Billionaire CEO Of FTX Crypto Exchange Has A Solid Solution To Sanctions – Forbes

Posted on October 20, 2022Comments Off on Billionaire CEO Of FTX Crypto Exchange Has A Solid Solution To Sanctions – Forbes

Sam Bankman-Fried, the billionaire CEO of international crypto-exchange FTX dropped some thoughts on how regulation could be approached for crypto on October 19th.

His thoughts on how to manage sanctions in particular were powerful and would pave the way for any blockchain or crypto company to adopt them with ease.

While clear in his communication that his proposal was only a draft, and not to be confused as law or legal advice. The largest takeaway on sanctions called for the Office of Foreign Assets Control (OFAC) to maintain a list of sanctioned addresses on-chain.

What does this mean?

To hold crypto currency such as bitcoin or ethereum somewhere, a wallet is needed.
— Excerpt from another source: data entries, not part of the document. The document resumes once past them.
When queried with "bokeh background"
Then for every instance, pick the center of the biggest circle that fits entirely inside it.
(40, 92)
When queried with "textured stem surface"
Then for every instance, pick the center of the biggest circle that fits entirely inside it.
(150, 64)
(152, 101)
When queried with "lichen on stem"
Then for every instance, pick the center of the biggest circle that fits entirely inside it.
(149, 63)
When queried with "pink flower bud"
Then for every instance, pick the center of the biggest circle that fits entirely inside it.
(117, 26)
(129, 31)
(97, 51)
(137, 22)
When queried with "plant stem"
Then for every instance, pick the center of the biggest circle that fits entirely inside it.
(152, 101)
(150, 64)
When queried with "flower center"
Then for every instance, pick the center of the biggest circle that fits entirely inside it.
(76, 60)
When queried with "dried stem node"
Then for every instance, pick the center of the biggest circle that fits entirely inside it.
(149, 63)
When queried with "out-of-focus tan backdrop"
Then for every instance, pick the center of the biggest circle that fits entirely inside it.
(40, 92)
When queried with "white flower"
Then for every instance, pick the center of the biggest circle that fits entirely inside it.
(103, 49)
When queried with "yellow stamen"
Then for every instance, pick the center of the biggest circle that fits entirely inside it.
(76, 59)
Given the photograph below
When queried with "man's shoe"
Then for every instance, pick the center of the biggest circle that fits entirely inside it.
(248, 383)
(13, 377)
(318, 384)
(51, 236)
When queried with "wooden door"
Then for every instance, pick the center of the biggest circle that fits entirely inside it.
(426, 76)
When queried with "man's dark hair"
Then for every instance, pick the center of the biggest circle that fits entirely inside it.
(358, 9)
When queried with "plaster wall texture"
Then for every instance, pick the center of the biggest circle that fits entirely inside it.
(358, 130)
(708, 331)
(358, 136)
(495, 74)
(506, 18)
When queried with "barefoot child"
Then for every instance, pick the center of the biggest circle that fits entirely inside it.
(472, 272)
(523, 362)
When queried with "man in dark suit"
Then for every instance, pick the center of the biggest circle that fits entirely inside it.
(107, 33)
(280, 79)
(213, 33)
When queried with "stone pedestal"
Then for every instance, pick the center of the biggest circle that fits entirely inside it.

Wallets are applications that allow for your ownership of a particular “account” on a blockchain to be verified. This means you can access whatever is held by that account and send/transfer it.

Receiving any asset to the wallet can happen without your consent however, all actions depend on the sender, and in order to send to an account you only need to know that accounts “public key” commonly referred to as an “address.”

Addresses are unique for each wallet on a blockchain and serve as a combination of location and username. To create a wallet on a blockchain you could use a popular one such as Metamask for ethereum, or if you are a tech savvy hacker, just tap right into the proverbial matrix and make one on your own.

In this second case, you would be able to bypass any company or product. The wallet would be made by you, on a decentralized chain, and known about only by you.

In such a system how could anything ever be truly regulated?

One awesome advantage of blockchains is the ability to track the movement of funds.

Let’s say that a popular site that accepts bitcoin is hacked or its security compromised in some way. We know that a specific bitcoin was stolen as part of that security breach. Because blockchains are public we can then see all the wallet addresses that that bitcoin was moved to.

We may never know who created the wallet with a specific address, but we know that it’s suspicious because it has bitcoin in it from a “heist.”

In his considerations for how to regulate this, Bankman-Fried reminds us that you don’t need to consent to receiving crypto into a wallet. So if someone is truly nefarious, they could steal funds and then send fractions of the bitcoin to millions of users making them all look suspect.

Because of this, there is no recommendation to actually freeze or sanction receiving accounts in whole/forever but instead only their suspicious funds.

The most interesting part of the proposal comes from how to actually maintain and track the addresses of sanctioned accounts.

If OFAC has a list of all addresses that are sanctioned, Bankman-Fried points out that we can assume any address sending assets into that sanctioned wallet should also be sanctioned.

He proposed a list of all of these addresses to be stored on-chain. This would entail OFAC creating some form of blockchain software that publishes a list of all wallets that are not-to-be-interacted-with into data that lives permanently on the blockchain. While not mentioned in his letter, it would make the most sense for these to live in a separate list for each blockchain that exists on said blockchain.

With a publicly available list that’s entire history is guaranteed accurate and uneditable, any private company, public institution or individual could access that list and ensure that they are adhering to the most recent sanctions. If done with code, it would be a one time ordeal to integrate the check, and you would always be able to trust that the list, maintained by OFAC was up to date.

While the proposal goes into many other recommendations, getting a government agency involved in storing data like sanctioned wallet addresses on a blockchain stood out as a particularly big deal. This would be more than a law, or a published paper, but an active commitment towards using blockchain technology as a core part of our financial regulation landscape.